Rapid weight loss is damaging to the body and doesn't work long-term. You should think about how your lifestyle needs to change otherwise all your hard work at losing weight short-term, will be pointless because it will creep back on.
Combine a MANAGEABLE and MAINTAINABLE nutrition and exercise programme.
To achieve weight loss, you do need a modest decrease in calories, but only by around 10-20% of what your body's calorie intake should be. For example, if I currently have 2,200 calories per day and decrease this by 15% to give me 1,870 calories per day, I can begin losing weight without dropping too many calories.

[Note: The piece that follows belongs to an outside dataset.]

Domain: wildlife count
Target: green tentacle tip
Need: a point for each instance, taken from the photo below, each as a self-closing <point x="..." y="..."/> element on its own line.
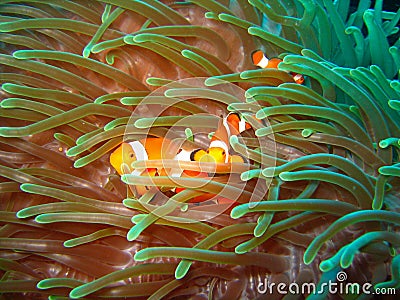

By modestly reducing your calories by only 10-20%, it will not slow your metabolism down like reducing yor calories drastically does. This is because the body will recognise that it is only a small reduction in calories and so will react by burning more fat. Whereas, if you drastically reduce your caloric intake, your body won't burn fat. Instead it will slow down your metabolism in an attempt to preserve its energy, not knowing when it will next get fuel. It will also cause your body to use up what's left of the glycogen (carbs) in your body and begin using protein as fuel (needed for muscle). The end result being loss of lean muscle, low energy (not good if you enjoy training), hunger, mood swings oh and smelly breath.
For fat loss, stick to 10-20% of what your daily calorie intake should be, which is your Basal Metabolic Rate + the calories you use for exercise (You can work out your BMR by following this link- http://www.myfitnesspal.com/tools/bmr-calculator). By reducing your daily calorie needs by only 10-20% you will have slower fat loss i.e. 1lb every 10 days, but surely this is better because it is more realistic and sustainable. Not to mention kinder to your poor insides!